De plus, en s'appuyant sur la Loi sur la croissance et les opportunités en Afrique (AGOA), le Kenya a développé une industrie textile et habillement qui exporte aux États-Unis. L'AGOA est une loi qui a été adoptée aux États-Unis et qui incite les pays africains à exporter vers les États-Unis dans le but de créer des marchés libres et d'ouvrir les économies africaines. La Banque mondiale a récemment salué le secteur privé du Kenya comme étant le plus dynamique et le plus dynamique d'Afrique de l'Est. L'économie kenyane est basée sur le marché depuis plus longtemps que toutes les autres économies d'Afrique de l'Est, ce qui lui a donné un avantage concurrentiel pour attirer les investissements étrangers dans le pays. Le Kenya a toujours attiré des niveaux relativement élevés d'investissement étranger direct (IED). Les flux d'IED vers le Kenya ont toujours été vers des industries transformatrices telles que la haute technologie. Les récents flux d'IED vers l'Ouganda et la Tanzanie sont tirés par des ressources récemment découvertes et sont orientés vers les industries extractives. Le Kenya est la principale source d'IED pour ses voisins; les investissements à l'étranger vers d'autres pays sont passés de 9 millions de dollars en 2011 à 16 millions de dollars en 2012. Il existe de grandes entreprises kenyanes qui opèrent dans toute la région de l'Afrique de l'Est (Equity Bank, Kenya Commercial Bank, Nation Media Group).
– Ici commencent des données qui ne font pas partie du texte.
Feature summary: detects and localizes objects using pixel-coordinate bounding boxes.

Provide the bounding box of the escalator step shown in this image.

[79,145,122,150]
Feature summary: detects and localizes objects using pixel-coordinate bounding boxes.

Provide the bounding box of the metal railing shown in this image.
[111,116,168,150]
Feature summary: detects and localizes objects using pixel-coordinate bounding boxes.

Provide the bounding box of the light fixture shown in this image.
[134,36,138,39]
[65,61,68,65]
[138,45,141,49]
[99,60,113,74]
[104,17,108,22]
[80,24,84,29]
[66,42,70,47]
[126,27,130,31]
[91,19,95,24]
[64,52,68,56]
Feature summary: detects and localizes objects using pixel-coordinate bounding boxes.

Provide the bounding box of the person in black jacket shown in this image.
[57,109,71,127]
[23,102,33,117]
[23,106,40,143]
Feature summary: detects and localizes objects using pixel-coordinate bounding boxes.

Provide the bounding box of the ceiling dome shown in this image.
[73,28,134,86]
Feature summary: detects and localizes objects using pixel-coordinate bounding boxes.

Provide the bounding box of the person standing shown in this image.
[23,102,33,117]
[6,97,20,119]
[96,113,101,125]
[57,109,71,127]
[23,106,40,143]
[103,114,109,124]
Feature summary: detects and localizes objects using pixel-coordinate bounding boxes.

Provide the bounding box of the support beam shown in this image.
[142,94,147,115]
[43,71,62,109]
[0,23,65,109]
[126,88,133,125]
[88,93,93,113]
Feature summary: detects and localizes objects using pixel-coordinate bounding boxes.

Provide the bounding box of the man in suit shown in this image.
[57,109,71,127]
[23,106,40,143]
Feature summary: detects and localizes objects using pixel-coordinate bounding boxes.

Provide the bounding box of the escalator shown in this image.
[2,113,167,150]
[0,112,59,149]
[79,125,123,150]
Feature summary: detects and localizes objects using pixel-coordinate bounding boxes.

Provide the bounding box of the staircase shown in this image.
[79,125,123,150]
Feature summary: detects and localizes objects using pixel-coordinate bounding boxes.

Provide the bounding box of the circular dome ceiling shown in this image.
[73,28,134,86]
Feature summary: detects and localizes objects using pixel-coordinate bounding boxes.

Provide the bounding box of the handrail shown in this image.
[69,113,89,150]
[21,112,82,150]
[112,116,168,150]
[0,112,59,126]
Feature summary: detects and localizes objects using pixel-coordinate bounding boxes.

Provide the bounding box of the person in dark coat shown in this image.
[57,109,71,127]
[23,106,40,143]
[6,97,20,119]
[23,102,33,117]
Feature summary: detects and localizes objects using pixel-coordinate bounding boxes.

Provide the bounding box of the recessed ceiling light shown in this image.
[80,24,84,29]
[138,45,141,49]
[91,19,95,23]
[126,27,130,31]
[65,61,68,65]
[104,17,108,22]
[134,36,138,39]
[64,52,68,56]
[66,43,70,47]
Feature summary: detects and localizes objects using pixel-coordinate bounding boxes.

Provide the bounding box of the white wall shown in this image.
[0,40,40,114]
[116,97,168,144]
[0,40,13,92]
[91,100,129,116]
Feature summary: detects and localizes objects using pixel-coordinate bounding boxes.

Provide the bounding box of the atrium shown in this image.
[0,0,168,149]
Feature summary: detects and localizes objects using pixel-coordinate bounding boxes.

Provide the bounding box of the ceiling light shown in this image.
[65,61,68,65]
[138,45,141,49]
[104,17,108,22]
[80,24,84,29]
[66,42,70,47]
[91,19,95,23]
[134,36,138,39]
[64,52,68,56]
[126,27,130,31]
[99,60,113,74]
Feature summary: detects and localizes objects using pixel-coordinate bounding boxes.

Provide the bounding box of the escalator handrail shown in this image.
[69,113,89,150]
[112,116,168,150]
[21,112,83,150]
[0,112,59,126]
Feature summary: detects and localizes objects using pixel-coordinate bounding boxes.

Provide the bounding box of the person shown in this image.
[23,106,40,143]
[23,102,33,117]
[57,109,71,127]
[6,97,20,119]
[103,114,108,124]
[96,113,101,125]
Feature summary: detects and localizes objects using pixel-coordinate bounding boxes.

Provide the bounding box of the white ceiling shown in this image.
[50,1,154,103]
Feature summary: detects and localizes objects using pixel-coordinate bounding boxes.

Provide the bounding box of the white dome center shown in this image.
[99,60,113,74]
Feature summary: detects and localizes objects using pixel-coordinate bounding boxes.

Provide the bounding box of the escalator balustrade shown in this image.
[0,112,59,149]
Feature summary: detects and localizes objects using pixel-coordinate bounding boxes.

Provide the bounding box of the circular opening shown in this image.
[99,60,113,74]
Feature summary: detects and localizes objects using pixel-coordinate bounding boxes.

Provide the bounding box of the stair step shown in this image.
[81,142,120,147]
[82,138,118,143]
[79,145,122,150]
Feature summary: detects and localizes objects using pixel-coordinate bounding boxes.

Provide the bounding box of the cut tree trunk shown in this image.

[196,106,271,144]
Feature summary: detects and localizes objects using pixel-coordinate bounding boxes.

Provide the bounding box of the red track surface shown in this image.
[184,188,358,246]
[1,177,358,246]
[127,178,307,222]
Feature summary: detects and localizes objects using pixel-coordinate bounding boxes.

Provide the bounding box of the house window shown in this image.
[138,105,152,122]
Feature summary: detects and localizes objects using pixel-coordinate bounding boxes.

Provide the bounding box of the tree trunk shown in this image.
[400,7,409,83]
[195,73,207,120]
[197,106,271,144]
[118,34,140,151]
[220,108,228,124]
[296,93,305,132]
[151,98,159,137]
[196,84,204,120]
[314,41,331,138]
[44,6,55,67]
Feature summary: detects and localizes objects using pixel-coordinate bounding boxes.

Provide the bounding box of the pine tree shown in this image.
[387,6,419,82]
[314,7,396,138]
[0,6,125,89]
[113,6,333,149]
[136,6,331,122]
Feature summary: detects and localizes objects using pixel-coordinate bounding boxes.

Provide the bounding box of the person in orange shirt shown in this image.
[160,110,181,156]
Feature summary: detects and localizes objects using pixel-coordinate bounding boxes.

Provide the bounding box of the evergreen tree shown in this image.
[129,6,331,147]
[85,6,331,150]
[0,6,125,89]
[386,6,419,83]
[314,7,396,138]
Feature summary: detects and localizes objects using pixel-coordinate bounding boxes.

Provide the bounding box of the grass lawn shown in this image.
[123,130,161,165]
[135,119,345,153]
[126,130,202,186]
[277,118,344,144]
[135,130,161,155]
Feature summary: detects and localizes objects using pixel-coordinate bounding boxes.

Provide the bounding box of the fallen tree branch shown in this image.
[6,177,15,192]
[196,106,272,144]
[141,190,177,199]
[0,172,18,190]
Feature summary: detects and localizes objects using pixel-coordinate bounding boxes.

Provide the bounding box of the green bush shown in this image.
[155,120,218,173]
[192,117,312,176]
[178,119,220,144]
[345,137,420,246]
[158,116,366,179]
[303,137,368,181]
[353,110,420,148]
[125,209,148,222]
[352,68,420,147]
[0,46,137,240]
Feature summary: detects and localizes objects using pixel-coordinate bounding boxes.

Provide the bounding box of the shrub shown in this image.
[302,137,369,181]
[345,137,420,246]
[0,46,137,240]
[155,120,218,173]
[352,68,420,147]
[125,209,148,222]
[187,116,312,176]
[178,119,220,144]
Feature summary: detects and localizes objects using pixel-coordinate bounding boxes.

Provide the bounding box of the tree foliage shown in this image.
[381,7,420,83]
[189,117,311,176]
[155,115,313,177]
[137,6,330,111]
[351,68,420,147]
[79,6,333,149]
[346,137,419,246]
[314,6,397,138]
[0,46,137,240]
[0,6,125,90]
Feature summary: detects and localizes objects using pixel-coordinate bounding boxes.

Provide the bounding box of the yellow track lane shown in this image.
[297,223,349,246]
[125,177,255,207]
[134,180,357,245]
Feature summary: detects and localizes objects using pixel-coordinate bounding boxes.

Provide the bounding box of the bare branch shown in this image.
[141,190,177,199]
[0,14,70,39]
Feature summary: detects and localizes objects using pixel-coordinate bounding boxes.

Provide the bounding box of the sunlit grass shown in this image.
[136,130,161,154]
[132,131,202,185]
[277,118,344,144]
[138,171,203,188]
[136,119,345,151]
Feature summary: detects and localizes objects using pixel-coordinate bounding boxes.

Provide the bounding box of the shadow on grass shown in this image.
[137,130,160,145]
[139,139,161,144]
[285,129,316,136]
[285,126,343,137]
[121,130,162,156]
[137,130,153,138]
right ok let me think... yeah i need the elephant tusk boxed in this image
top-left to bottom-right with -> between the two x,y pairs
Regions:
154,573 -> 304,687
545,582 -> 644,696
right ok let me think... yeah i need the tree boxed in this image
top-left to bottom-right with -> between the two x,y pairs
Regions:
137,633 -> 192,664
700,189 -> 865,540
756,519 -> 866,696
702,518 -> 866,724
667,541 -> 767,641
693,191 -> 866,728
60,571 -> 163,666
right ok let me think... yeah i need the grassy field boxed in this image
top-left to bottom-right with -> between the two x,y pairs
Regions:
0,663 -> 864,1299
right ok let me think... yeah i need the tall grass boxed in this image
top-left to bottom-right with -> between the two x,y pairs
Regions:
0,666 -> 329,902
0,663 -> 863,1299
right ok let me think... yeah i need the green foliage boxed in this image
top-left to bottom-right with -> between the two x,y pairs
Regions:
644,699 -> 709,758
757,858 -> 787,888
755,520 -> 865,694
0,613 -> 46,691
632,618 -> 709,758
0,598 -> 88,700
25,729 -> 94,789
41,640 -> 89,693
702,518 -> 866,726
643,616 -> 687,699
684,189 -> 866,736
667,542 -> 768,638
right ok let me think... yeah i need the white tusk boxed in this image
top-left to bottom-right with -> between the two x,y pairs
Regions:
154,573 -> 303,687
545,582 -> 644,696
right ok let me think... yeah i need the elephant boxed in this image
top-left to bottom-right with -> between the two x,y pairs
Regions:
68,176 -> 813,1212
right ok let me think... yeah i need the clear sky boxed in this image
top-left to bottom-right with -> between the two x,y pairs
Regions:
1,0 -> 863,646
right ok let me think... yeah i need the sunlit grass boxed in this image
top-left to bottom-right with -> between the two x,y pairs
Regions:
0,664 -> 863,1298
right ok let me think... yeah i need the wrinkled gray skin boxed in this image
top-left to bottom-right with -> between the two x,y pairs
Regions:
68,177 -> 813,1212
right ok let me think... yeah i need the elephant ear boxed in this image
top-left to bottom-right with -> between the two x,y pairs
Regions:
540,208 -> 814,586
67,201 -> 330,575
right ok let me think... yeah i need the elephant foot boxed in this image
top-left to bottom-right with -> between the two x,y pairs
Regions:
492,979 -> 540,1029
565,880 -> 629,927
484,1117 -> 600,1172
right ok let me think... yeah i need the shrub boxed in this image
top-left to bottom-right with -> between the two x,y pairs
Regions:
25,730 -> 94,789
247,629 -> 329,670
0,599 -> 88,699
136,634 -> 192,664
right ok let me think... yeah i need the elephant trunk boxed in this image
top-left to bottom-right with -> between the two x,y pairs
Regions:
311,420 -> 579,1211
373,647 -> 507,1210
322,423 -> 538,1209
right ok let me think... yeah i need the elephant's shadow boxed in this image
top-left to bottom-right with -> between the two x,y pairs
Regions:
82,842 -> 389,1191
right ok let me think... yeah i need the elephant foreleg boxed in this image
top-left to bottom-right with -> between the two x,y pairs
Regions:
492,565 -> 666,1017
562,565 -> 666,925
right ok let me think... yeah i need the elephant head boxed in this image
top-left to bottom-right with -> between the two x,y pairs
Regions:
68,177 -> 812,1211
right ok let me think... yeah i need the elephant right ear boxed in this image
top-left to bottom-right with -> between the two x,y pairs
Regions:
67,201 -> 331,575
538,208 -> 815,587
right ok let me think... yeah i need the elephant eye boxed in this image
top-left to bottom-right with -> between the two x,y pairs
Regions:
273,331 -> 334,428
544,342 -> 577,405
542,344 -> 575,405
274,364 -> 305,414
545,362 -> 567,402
Les récents documents de planification publiés par le gouvernement kenyan, The Economic Recovery Strategy (ERS) for Wealth and Employment Creation et Kenya Vision 2030, détaillent des stratégies soigneusement conçues qui mettent l'accent sur la croissance et le développement de l'économie. Vision 2030 en particulier vise à transformer le Kenya en un pays à revenu intermédiaire nouvellement industrialisé d'ici 2030. Il repose sur trois piliers: le pilier économique, qui vise à maintenir et à maintenir une croissance économique de 10% par an pendant 25 ans; le pilier social, qui cherche à investir dans les Kenyans afin d'améliorer la qualité de vie dans l'éducation, la santé et le logement (entre autres biens publics); et le pilier politique, qui vise à faire avancer la nation comme un tout et qui envisage un système démocratique fondé sur les problèmes, axé sur les personnes, axé sur les résultats et responsable devant le public.
En conclusion, le Kenya reste une économie dynamique et prometteuse en Afrique de l'Est, qui est résiliente et a la capacité de rebondir après des chocs politiques tels que la violence électorale de 2007-2008 et l'attaque terroriste du Westgate Mall à Nairobi. Le pays doit encore relever des défis, notamment la pauvreté, les inégalités et l'accès aux services de santé. La récente découverte de ressources telles que le pétrole, le titane de base, le charbon et les eaux souterraines est de bon augure pour les performances économiques futures du pays.